The CoE, established in 1949, defends human rights, democracy and the rule of law, develops continent-wide agreements to standardize member countries’ social and legal practices, and promotes awareness of a European identity across cultures based on shared values. The IC, for example, works in collaboration with the CoE, comprising 47 member countries, and its Steering Committee for Educational Policy and Practice. The Steering Committee includes an additional three countries that are also signatories of the European Cultural Convention. This treaty provides the framework for the CoE’s work in education policy and practice.

In Spring 2018, the Organization of American States (OAS) joined the cooperation between the IC and CoE. The OAS was established in 1948 “in order to achieve among its member states – as stipulated in Article 1 of the Charter –’an order of peace and justice, to promote their solidarity, to strengthen their collaboration, and to defend their sovereignty, their territorial integrity, and their independence.’ Today, the OAS brings together all 35 independent states of the Americas and constitutes the main political, juridical, and social governmental forum in the Hemisphere.” The organization uses a four-pronged approach based on its main pillars of democracy, human rights, security and development.

In Autumn 2019, the International Association of Universities (IAU) joined the CoE/IC/OAS cooperation. Created under the auspices of UNESCO in 1950, the IAU, as readers know, is a membership-based organization serving the global higher education community and currently represents more than 640 institutions, organizations and affiliates across 120 countries. The IAU “acts as the global voice of higher education to UNESCO and other international higher education organizations, and provides a global forum for leaders of institutions and associations.... The Association advocates for policies and practices that respect diverse perspectives and promote social responsibility.”

The IC/CoE/OAS/IAU cooperation undertakes cross-national research projects, joint meetings and the sharing of best practices as part of its efforts to advance higher education’s contribution to building democratic societies.
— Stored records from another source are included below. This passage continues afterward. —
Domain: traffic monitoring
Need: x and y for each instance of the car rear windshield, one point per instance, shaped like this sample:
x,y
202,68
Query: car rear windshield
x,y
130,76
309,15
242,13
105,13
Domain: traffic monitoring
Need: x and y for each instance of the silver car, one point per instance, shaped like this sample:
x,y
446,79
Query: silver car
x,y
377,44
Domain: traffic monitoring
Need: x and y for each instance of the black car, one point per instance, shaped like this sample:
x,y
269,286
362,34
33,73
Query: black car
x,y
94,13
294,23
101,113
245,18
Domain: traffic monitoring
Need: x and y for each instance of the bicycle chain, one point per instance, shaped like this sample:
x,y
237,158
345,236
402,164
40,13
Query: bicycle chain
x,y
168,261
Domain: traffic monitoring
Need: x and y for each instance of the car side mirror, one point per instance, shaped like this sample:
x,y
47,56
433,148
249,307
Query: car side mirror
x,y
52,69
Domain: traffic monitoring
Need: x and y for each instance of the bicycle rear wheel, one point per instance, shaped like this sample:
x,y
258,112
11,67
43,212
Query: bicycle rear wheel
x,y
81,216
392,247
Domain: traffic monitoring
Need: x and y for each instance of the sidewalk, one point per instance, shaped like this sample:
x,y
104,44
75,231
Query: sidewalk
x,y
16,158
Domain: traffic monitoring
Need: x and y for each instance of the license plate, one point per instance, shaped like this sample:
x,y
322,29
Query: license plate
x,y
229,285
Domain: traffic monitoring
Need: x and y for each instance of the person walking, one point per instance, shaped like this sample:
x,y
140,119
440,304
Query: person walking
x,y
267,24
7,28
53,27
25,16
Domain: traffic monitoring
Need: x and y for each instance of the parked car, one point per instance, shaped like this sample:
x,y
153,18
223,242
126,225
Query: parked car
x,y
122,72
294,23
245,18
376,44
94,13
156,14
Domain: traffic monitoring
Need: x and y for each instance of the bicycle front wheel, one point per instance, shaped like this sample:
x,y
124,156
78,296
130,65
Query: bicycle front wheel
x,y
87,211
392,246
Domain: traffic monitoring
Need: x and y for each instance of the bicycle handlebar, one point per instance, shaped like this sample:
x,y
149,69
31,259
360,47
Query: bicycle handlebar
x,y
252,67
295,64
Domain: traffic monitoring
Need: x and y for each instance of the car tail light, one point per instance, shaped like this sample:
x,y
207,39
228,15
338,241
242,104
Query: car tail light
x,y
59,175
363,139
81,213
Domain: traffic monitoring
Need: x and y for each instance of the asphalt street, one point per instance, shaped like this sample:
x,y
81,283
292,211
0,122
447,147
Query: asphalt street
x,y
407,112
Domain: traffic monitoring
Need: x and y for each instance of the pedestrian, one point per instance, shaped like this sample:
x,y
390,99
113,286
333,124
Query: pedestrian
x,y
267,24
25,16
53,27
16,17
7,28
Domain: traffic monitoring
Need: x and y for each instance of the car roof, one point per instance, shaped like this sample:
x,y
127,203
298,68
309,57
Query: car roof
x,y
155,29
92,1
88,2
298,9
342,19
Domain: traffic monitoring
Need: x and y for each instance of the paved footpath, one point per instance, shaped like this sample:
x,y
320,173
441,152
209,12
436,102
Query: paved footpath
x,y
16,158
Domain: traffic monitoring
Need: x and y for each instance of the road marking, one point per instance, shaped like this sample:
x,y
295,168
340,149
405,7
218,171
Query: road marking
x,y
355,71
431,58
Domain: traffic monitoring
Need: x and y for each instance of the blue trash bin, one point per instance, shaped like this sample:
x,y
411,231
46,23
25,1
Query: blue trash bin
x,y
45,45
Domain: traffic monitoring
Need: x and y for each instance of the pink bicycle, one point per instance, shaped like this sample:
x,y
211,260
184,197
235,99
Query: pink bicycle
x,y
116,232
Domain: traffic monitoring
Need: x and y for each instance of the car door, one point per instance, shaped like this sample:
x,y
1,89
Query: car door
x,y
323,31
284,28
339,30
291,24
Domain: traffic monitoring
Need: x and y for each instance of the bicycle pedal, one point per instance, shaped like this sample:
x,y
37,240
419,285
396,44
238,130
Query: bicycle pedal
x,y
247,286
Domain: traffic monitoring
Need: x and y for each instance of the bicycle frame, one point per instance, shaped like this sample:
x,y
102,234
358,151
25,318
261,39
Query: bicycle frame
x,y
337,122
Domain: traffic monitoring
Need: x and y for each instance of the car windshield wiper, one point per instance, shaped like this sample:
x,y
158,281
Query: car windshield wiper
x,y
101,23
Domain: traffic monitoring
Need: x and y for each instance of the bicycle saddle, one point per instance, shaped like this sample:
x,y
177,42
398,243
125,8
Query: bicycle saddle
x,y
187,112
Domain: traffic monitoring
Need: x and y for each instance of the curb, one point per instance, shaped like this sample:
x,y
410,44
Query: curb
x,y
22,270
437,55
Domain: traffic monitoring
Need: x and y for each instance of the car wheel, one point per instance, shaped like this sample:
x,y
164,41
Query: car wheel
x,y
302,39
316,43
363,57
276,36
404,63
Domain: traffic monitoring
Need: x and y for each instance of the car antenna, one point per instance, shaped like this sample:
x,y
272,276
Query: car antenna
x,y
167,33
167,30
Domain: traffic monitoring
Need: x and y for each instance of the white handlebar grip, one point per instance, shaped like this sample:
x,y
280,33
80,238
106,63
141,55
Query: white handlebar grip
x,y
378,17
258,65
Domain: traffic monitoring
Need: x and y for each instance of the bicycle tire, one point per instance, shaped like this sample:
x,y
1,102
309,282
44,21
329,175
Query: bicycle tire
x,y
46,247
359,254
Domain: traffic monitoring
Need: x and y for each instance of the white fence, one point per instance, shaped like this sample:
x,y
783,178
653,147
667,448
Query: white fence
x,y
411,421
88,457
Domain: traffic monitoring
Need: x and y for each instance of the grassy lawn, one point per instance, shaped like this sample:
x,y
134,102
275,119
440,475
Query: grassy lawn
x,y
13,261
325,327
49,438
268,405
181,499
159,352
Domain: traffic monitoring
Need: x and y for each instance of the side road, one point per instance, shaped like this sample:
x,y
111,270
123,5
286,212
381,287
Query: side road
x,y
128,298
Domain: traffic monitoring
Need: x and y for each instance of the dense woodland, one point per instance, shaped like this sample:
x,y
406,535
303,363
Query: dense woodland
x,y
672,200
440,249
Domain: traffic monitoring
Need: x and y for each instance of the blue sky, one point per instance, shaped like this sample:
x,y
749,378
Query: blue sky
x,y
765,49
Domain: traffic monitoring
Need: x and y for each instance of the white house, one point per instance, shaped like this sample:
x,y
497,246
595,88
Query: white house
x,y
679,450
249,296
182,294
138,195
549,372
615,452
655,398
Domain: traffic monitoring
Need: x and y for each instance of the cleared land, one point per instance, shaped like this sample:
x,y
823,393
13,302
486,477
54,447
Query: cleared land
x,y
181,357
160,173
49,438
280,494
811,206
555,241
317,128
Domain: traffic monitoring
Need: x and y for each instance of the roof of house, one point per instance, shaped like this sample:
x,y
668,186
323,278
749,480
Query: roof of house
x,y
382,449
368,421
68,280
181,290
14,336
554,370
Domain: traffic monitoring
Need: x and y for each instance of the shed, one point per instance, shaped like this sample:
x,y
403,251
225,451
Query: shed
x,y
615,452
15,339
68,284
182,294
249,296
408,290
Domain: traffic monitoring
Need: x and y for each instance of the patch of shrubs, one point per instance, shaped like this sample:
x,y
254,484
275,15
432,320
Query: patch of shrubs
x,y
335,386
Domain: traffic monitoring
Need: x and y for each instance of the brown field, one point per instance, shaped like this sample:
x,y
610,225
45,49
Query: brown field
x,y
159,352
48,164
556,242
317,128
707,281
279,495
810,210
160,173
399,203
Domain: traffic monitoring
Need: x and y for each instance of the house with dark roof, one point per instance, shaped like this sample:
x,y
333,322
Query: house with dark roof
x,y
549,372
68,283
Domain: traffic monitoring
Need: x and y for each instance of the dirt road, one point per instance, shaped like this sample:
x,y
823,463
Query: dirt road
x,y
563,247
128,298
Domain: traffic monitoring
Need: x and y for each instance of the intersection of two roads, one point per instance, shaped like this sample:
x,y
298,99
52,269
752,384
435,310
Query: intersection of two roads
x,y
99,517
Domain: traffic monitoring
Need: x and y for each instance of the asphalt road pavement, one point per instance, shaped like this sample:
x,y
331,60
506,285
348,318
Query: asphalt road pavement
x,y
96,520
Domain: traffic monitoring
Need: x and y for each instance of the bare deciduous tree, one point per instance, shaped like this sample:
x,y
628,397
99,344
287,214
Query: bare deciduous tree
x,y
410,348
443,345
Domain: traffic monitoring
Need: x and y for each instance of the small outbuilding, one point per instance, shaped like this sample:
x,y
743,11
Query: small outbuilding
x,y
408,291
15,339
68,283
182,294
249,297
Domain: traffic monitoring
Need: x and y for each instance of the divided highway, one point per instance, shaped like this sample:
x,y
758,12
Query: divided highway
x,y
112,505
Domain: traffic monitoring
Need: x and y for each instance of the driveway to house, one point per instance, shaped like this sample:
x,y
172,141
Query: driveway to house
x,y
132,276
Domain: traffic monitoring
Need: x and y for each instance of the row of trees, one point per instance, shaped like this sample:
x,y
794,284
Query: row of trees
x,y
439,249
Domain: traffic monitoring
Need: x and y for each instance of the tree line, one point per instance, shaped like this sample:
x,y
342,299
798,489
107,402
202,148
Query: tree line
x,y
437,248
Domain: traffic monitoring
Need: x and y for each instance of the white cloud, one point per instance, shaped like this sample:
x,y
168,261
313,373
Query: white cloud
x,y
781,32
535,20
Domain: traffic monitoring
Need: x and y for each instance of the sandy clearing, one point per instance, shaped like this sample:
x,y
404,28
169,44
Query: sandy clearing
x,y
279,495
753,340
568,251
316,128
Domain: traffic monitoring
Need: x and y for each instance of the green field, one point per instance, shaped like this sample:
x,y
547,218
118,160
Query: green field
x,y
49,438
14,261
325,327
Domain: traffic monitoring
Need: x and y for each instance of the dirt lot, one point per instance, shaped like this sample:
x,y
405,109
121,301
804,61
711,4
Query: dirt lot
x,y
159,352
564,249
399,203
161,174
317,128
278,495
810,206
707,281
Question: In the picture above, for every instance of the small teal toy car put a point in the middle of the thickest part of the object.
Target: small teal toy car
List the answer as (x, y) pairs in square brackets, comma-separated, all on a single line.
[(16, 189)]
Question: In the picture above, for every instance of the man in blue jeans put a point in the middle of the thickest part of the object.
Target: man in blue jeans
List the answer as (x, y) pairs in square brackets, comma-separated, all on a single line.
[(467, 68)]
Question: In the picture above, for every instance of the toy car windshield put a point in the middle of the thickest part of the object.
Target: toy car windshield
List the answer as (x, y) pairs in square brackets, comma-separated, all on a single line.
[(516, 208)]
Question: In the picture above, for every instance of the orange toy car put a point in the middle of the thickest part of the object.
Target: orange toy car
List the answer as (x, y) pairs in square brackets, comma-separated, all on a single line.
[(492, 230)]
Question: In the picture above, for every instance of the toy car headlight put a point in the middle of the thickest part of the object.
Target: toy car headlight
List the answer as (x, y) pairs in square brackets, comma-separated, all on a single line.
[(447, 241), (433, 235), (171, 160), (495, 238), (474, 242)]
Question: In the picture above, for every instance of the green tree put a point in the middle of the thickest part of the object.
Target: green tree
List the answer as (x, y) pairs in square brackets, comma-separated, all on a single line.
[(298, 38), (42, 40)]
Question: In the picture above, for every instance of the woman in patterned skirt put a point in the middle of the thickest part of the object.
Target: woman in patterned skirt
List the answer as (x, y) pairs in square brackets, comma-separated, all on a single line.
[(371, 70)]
The cooperation has hosted six global forums, and the CoE has published monographs on the conference themes, including Higher Education and Democratic Culture: Citizenship, Human Rights, and Civic Responsibility (2008), Higher Education for Modern Societies: Competencies and Values (2010), Reimagining Democratic Societies: A New Era of Personal and Social Responsibility (2013), Higher Education for Democratic Innovation (2016), Higher Education for Diversity, Social Inclusion, and Community: A Democratic Imperative (2018), and Academic Freedom, Institutional Autonomy, and the Future of Democracy (2020). Additional partners were involved in planning the conferences, among them being the International Association of Universities (well before it became a formal member), the European Wergeland Centre, the European Students’ Union, the University of Oslo, Queen’s University–Belfast, the Australia Catholic University and LUMSA University.

The IAU and the global cooperation of which it is a part have, in my opinion, their roots in the Enlightenment idea powerfully expressed by Francis Bacon at the turn of the 17th century that “knowledge is power” for “the relief of man’s estate.” To realize his goal of advancing knowledge “for the relief of man’s estate,” Bacon also called for a “closer connection and relationship between all the different universities of Europe.”

Now, of course, connections and relationships must extend well beyond Europe. Collaboration for research, learning, and engagement is necessary to increasingly realize the progressive, continuous betterment of the human condition and create democratic civic universities dedicated to producing knowledge and educating ethical, empathetic students for just and sustainable democratic societies. IAU has been, and will surely continue to be, a catalyst and leader of that collaboration.